Presiden Donald Trump baru saja menandatangani undang-undang yang memicu perdebatan sengit di seluruh Amerika Serikat. RUU ini mencakup pemangkasan pajak, alokasi dana untuk kebijakan imigrasi yang lebih ketat, dan berpotensi menghilangkan akses asuransi kesehatan bagi jutaan warga negara.
Keputusan ini diambil setelah melalui perdebatan panas di Dewan Perwakilan Rakyat (DPR), di mana RUU tersebut akhirnya disahkan dengan mayoritas 218 suara. Trump menyatakan kegembiraannya atas pengesahan ini, menekankan bahwa undang-undang ini akan menguntungkan berbagai kelompok, termasuk militer, warga sipil, dan pekerja dari berbagai sektor.
Presiden Trump menyebut RUU ini sebagai "pemotongan pajak terbesar, pemotongan pengeluaran terbesar, investasi keamanan perbatasan terbesar dalam sejarah Amerika." Langkah ini dipandang sebagai kemenangan besar bagi Trump dan Partai Republik, yang meyakini kebijakan ini akan memacu pertumbuhan ekonomi AS.
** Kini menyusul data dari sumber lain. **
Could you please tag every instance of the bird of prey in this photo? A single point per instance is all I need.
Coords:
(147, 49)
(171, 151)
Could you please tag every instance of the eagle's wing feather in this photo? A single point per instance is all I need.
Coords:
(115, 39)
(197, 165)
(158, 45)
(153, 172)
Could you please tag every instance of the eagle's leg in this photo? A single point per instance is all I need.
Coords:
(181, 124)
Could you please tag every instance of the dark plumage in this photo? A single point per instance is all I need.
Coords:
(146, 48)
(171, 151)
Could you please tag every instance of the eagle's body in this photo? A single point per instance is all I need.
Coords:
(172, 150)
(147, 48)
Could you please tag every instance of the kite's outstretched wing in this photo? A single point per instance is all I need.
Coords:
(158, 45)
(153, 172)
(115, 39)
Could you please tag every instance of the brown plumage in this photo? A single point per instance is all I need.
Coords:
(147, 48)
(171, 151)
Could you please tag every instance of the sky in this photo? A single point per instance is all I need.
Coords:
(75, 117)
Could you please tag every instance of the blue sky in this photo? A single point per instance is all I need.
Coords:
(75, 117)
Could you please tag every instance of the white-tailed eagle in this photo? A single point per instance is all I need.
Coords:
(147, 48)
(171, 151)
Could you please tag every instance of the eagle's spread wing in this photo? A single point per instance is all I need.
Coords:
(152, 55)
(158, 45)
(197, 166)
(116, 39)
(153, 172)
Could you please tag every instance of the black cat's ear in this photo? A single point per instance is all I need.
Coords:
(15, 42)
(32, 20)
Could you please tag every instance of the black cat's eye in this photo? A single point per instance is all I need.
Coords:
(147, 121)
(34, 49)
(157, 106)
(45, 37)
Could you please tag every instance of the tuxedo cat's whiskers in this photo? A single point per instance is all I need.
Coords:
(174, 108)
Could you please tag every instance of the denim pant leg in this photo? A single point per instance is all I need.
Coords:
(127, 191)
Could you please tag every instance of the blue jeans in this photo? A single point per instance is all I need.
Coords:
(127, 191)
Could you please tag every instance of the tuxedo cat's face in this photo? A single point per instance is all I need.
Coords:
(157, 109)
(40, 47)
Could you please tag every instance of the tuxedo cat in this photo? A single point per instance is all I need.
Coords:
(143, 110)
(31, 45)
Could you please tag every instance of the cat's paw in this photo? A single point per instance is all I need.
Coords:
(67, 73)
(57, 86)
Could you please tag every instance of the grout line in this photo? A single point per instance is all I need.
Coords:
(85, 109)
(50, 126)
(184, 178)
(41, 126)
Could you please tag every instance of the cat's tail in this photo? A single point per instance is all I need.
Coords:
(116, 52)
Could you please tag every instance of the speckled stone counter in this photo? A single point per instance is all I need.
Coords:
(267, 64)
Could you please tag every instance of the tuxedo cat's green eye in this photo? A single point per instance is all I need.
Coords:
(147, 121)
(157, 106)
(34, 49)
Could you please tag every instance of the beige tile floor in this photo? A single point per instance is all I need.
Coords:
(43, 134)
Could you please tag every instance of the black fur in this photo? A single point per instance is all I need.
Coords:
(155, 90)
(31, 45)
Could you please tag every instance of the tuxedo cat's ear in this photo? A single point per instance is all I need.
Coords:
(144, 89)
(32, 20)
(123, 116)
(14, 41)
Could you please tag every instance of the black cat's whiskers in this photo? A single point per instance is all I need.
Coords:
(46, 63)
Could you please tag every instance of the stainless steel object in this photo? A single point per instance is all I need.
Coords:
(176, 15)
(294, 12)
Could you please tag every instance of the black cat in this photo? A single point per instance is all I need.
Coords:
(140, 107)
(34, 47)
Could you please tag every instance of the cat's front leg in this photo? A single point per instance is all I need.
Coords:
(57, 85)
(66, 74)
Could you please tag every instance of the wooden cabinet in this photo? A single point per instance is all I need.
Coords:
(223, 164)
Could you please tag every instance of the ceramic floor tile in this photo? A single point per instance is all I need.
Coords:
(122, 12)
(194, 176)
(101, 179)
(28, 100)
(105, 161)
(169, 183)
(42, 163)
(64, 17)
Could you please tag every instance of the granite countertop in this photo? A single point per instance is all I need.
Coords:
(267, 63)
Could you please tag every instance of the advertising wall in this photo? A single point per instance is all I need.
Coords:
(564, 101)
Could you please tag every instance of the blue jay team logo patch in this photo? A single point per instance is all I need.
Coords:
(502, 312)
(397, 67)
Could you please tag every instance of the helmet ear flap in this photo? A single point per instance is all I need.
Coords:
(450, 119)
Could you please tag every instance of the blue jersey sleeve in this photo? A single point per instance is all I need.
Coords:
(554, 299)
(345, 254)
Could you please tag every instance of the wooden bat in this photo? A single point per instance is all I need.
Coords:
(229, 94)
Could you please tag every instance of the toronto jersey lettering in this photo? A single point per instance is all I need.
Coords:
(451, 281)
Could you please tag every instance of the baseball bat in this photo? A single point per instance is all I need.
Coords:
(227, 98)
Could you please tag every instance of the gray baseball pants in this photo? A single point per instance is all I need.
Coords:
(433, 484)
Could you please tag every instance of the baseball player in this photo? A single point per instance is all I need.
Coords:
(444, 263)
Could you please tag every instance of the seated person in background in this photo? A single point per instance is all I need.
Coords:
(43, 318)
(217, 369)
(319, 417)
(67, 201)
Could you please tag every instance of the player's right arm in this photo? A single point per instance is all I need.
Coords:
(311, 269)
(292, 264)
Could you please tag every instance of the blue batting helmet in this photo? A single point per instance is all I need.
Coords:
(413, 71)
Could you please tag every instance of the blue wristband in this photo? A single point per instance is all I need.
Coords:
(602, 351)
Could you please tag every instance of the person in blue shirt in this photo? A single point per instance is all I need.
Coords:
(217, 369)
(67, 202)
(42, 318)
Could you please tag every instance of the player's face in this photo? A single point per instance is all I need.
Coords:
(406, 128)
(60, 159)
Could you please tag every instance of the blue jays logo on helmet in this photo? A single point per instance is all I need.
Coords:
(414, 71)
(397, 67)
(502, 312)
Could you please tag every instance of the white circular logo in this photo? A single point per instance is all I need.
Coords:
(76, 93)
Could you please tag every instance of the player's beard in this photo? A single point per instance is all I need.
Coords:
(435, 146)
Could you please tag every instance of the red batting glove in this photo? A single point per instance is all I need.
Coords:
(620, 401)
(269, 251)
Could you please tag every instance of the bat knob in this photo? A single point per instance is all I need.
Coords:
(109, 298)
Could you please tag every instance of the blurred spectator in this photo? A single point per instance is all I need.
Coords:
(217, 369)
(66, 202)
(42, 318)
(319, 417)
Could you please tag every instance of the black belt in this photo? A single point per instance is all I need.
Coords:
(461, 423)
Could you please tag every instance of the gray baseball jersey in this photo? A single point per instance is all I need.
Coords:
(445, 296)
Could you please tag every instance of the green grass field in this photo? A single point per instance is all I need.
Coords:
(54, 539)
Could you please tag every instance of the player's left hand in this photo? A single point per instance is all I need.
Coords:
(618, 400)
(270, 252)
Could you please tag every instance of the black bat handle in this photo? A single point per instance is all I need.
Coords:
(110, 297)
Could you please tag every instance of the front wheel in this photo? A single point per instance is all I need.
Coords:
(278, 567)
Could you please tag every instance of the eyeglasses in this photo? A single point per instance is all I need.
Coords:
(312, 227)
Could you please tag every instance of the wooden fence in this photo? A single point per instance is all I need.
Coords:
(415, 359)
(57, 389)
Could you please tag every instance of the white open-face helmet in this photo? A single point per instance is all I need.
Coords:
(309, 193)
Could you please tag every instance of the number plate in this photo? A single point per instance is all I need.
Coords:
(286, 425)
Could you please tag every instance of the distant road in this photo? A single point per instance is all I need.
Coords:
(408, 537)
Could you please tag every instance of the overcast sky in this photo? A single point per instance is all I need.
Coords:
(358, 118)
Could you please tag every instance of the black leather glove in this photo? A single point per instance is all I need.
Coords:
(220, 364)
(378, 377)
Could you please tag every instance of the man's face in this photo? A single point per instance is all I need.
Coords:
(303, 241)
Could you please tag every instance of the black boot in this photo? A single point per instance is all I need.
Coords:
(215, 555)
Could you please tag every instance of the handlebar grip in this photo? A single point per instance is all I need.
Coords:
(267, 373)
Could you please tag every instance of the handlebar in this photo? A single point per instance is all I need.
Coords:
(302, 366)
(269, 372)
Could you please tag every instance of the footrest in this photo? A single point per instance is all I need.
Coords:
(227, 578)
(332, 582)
Namun, di balik optimisme tersebut, terdapat kekhawatiran mendalam. Analisis independen memprediksi bahwa RUU ini akan menambah lebih dari US$3 triliun pada utang negara yang sudah mencapai US$36,2 triliun. Bahkan, beberapa anggota parlemen dari partai Trump sendiri menyuarakan keprihatinan terkait dampak RUU ini, khususnya terhadap program-program perawatan kesehatan. Meskipun demikian, hanya dua dari 220 anggota Partai Republik di DPR yang memberikan suara menentang.
Kritikus menilai RUU ini sebagai "hadiah" untuk kalangan kaya, sementara warga AS berpenghasilan rendah berisiko kehilangan asuransi kesehatan mereka. Ketua Komite Nasional Demokrat, Ken Martin, memperkirakan bahwa undang-undang ini akan merugikan suara Partai Republik dalam pemilihan kongres tahun 2026, dengan menyebutnya sebagai "partai untuk miliarder dan kepentingan khusus, bukan keluarga pekerja."